Medici e scrittori, attori e registi: la scienza, la cultura e lo spettacolo sono in prima fila il 2 aprile nella Giornata mondiale della consapevolezza dell’autismo, voluta dall’Onu, giunta alla settima edizione. L’appuntamento clou è a Roma, nell’auditorium di San Paolo (via Ferdinando Baldelli 38), al convegno nazionale della rete di volontariato che sostiene, tra mille difficoltà, il mezzo milione di famiglie con un bambino o un adulto affetto da un disturbo così grave, persone spesso invisibili ai più. È la lotta contro l’isolamento il filo conduttore dell’iniziativa indetta da Fantasia − la federazione che lega le principali associazioni di genitori − in collaborazione con Anffas onlus e con l’unità operativa di neuropsichiatria infantile del Bambino Gesù. Partecipa l’Osservatorio epidemiologico sull’autismo della Asl Roma F. Obiettivo delle associazioni è il varo in Parlamento di una normativa che recepisca la proposta di legge da loro consegnata al Senato, due mesi fa.

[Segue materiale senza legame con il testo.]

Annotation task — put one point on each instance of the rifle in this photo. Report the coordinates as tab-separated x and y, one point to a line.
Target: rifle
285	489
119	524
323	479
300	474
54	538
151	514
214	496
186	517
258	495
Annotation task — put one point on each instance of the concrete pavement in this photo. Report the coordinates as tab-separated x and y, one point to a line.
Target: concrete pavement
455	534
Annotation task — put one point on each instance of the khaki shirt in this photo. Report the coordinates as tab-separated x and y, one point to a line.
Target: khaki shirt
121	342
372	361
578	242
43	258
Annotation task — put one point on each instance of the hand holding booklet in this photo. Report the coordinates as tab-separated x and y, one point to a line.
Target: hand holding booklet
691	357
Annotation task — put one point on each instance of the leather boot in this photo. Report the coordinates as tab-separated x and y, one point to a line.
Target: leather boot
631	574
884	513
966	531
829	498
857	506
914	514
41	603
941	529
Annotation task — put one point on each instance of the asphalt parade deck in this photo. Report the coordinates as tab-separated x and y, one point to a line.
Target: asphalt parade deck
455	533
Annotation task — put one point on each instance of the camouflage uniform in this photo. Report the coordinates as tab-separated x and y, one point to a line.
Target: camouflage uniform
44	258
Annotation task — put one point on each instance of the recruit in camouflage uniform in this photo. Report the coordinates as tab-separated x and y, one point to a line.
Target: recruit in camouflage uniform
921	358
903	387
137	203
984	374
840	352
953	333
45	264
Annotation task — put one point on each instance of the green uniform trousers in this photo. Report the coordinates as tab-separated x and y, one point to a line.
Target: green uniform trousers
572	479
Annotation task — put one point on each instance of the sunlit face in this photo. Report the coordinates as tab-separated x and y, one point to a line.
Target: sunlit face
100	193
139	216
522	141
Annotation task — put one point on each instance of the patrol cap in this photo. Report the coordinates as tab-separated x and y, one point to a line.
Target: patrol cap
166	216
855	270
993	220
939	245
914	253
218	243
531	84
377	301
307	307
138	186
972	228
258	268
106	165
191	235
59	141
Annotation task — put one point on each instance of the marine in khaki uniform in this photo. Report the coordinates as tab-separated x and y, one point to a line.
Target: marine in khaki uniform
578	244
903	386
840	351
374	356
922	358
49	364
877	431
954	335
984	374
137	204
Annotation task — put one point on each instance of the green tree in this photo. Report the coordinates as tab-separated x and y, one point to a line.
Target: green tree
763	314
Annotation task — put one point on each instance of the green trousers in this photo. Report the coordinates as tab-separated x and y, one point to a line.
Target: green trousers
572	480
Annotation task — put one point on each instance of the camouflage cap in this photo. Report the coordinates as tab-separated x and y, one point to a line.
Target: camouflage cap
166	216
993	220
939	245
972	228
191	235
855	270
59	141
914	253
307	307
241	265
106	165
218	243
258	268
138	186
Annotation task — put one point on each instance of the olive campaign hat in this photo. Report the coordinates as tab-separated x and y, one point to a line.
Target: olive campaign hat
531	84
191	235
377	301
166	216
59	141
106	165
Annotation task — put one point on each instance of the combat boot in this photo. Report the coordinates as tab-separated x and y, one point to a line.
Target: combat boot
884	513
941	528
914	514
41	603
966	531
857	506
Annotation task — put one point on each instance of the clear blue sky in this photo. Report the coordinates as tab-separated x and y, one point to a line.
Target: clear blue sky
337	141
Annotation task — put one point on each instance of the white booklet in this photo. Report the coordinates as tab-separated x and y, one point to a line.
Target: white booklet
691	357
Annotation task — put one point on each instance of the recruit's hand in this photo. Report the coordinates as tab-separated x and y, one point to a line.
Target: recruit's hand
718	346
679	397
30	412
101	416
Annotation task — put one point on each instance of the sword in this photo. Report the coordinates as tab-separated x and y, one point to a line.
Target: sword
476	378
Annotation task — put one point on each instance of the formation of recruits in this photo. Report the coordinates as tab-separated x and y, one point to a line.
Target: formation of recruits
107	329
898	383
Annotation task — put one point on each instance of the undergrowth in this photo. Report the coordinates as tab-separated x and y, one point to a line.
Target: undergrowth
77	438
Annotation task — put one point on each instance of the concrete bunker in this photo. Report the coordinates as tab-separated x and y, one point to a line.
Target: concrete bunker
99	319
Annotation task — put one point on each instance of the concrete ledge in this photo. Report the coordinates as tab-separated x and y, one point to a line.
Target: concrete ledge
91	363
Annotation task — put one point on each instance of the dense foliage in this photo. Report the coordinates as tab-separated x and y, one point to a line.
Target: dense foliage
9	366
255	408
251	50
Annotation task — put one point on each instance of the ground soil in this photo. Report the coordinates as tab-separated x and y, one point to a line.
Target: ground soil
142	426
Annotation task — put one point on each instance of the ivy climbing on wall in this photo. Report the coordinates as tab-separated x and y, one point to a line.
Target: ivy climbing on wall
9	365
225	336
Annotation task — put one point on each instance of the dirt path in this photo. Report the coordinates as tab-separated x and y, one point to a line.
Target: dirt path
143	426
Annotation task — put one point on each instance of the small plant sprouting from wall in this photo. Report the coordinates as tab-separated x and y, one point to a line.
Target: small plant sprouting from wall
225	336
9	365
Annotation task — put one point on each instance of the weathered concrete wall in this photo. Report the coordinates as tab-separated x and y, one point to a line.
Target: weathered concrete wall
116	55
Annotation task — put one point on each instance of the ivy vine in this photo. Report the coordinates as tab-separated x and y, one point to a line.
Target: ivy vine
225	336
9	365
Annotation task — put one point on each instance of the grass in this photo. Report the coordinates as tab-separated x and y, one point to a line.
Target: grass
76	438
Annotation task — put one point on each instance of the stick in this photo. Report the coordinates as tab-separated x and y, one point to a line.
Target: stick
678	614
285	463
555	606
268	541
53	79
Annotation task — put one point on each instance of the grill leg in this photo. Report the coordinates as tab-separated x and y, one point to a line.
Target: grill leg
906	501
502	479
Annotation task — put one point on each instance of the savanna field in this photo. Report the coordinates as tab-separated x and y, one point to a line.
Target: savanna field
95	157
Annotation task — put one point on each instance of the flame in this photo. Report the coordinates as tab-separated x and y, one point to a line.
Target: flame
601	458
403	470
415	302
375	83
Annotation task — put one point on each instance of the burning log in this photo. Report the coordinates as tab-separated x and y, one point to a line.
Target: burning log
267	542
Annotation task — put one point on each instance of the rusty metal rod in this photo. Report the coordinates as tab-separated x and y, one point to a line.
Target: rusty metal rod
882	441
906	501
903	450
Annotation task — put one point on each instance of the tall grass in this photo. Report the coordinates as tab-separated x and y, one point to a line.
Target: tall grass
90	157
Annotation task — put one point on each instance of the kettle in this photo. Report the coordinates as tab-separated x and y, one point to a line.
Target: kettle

A Roma come in tante altre città d’Italia e del mondo, un monumento sarà illuminato di blu e i cittadini più sensibili indosseranno un nastrino o metteranno una lampada dello stesso colore alla finestra: Light it up blue, iniziativa ideata tre anni fa da Autism Speaks, è volta a promuovere la ricerca scientifica in tutto il mondo e la solidarietà verso le persone con autismo, alle quali deve essere garantito ove possibile anche il diritto al lavoro, secondo il claim 2014 della Federazione internazionale Autismo Europa: «Autismo e lavoro, insieme si può».

I tassi d’incidenza dei disturbi generalizzati dello spettro autistico, secondo gli studi epidemiologici, sono in costante aumento. Le ipotesi circa le cause sono diverse, tuttavia non si è ancora compreso del tutto quale ne sia la reale origine. I dati relativi ai casi di autismo in Europa sono frammentari e non esistono stime ufficiali: si va da 1 caso su 133 a 1 caso su 86.
Quello che si sa con certezza è che a esserne colpiti sono più i maschi, rispetto alle femmine, con 4,5 maggiori probabilità.

Ciò che può fare la differenza nei casi di autismo è la diagnosi precoce e poi, a seguire, adeguate terapie. Ma, come segnala Il Sole 24 Ore Sanità, il Servizio sanitario nazionale passa un’ora di psicomotricità e un’ora di logopedia a settimana, a fronte delle 25 ore raccomandate di terapia.